Bleeds
Worked ten hours in the city today. Busy. Started off with a 92 year old lady from an assisted living center who's eyes were deviated to the left and she was seizing. gave her some Ativan. Turns out she had a major bleed.
Later in the day we went to a fall. The woman in her forties went down a few steps hit her head. No loss of conciousness. She was alert when we got there, no amnesia of the event, asked where her pocket book was. No one described an seizure activity. A family member said she had a history of recent falls, including one last night down some stairs. The family member said she panicked on stairs and often went limp. There was some phycsh history there.
We boarded and collared her, and went to the hospital BLS, although I teched the call. I was asking her questions on the way. She said sometimes she got the shakes, and she thinks that was what happened on the stairs. Just as we pulled into the ER drive, she had a violent gran mal seizure, biting her tongue so hard she bled from both sides of the mouth. I popped in a quick IV, but stopped seizing before I could open the Ativan. She was out cold for a couple minutes, then woke up as I tried to put a nasal trumpet in her nostril. We talked for a little bit. I asked her if she knew what happened. She was still postictal. I checked her pupils again. Equal and reactive.
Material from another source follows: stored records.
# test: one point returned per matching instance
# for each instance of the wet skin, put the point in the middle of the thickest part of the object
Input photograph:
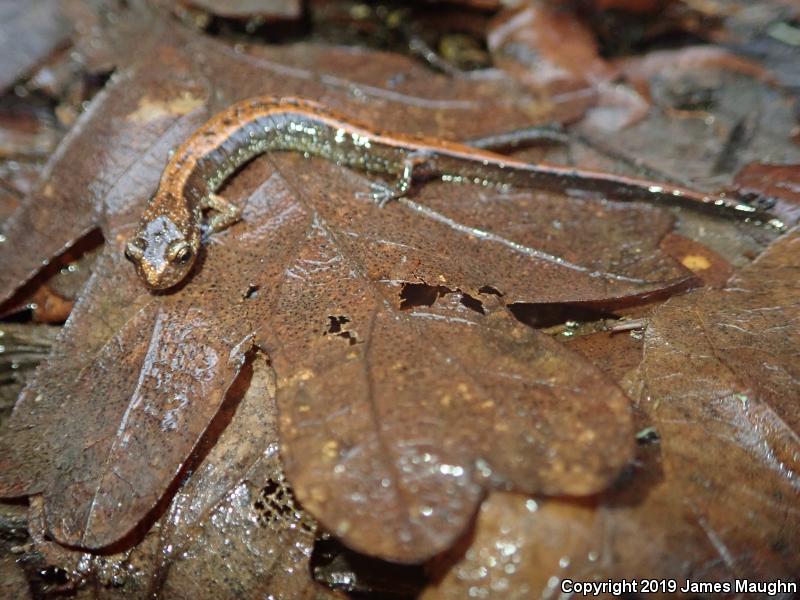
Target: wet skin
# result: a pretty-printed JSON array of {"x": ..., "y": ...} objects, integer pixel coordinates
[{"x": 167, "y": 242}]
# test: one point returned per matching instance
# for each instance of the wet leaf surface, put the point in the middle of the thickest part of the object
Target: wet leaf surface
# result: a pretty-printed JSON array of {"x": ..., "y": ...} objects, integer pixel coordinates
[
  {"x": 29, "y": 32},
  {"x": 714, "y": 495},
  {"x": 410, "y": 401},
  {"x": 152, "y": 370},
  {"x": 233, "y": 527},
  {"x": 246, "y": 9}
]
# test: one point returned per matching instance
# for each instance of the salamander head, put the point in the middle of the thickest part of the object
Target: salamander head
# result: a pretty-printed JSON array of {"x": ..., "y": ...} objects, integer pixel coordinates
[{"x": 162, "y": 254}]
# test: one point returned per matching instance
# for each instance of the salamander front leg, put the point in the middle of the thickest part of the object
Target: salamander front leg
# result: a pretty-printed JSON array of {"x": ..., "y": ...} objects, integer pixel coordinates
[
  {"x": 226, "y": 213},
  {"x": 413, "y": 166}
]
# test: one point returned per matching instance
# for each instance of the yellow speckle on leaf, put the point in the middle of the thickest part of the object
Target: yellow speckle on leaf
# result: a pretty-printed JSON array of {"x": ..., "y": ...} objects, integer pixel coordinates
[
  {"x": 330, "y": 449},
  {"x": 150, "y": 109},
  {"x": 695, "y": 262}
]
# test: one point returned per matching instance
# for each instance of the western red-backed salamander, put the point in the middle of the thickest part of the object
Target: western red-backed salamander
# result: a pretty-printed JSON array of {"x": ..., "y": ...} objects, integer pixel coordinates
[{"x": 168, "y": 240}]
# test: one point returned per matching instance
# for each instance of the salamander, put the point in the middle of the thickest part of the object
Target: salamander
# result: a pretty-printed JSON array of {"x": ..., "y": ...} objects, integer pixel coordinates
[{"x": 168, "y": 239}]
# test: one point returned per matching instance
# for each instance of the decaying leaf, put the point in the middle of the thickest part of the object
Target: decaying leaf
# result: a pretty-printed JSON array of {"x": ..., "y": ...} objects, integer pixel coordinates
[
  {"x": 715, "y": 494},
  {"x": 148, "y": 372},
  {"x": 406, "y": 400},
  {"x": 29, "y": 31},
  {"x": 232, "y": 527}
]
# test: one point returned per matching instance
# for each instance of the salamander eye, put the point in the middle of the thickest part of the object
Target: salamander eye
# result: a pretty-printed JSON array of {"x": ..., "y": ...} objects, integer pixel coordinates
[
  {"x": 180, "y": 253},
  {"x": 134, "y": 250}
]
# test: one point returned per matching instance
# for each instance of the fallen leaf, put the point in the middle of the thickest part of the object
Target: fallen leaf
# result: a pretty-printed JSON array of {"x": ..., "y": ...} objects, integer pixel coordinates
[
  {"x": 714, "y": 495},
  {"x": 29, "y": 32},
  {"x": 147, "y": 372}
]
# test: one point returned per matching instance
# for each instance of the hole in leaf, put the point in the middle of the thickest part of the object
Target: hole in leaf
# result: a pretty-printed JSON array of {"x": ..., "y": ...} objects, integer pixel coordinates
[
  {"x": 362, "y": 576},
  {"x": 275, "y": 505},
  {"x": 487, "y": 289},
  {"x": 252, "y": 291},
  {"x": 421, "y": 294},
  {"x": 472, "y": 303},
  {"x": 541, "y": 316},
  {"x": 336, "y": 326}
]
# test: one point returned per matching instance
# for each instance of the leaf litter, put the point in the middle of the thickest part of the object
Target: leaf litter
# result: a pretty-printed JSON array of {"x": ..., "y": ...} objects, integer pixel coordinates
[{"x": 372, "y": 393}]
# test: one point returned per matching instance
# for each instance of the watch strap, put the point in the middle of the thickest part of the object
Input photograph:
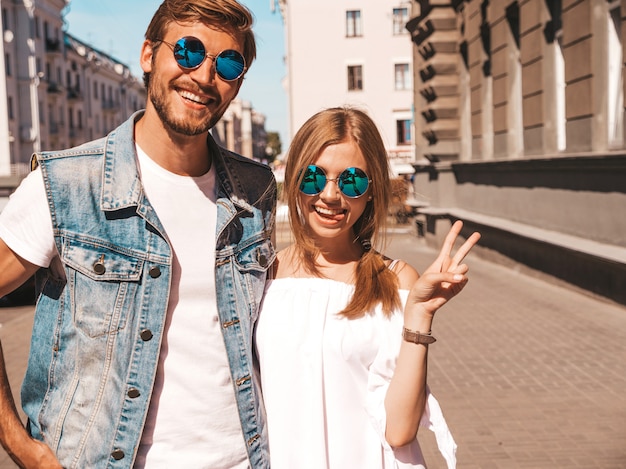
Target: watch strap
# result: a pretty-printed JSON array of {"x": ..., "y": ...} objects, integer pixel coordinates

We get her in to triage. Bam! She starts seizing again. Even more violently. Lasts about forty-five seconds then she's out cold. They cat scan her and it turns out she has a subdural hemotoma. Whether that was from this fall or the one last night or something going on in the last couple days, they don't know.
***
We did a patient who had been vomiting and with fever at one of the physciatric hospitals. This one place -- well, in my experience many of the pscyh hospitals, it is hard to tell the patients from the staff members. Its like owners who look like their dogs or dogs who look like their owners after awhile. We go in the door, a staff member/inmate lets us in the locked entrance. Then once in the entrance, I heard someone banging on the outside door. I open it thinking its a staff member. In walks this big guy. He stares at me, looks at the oxygen tank on the stretcher demands? "Is that an Oxygen tank?"
I nodd.
"Take it off!" he shouts.
I just stand there.
He starts down the hall, gets maybe forty yards down the long hall, then turns and shouts, "You want to get it on punk ass bitch. You want to get it on?"
I'm still just standing there, thinking how bizzare this is.
"I didn't think so," he says, then turns and continues away.
Another staff member/inmate takes us up the elevator. He has a cigarette behind his ear.
The nurse in the locked unit, tells us our patient is orthostatic, dizzy on standing with no blood pressure or palpable pulse. He is so pale, you can almost see through him, she says.
"Where is he?"
"He's getting dressed," she says.
He comes walking down the hall. He is as pale as she says.
"Let's lay you down," I say.
I can't feel a pulse or hear a blood pressure either. On the monitor, his pressure is 80/50. His heart rate is 160. And they had him walking around.
Also did a chest pain, a couple transfers and a motor vehicle.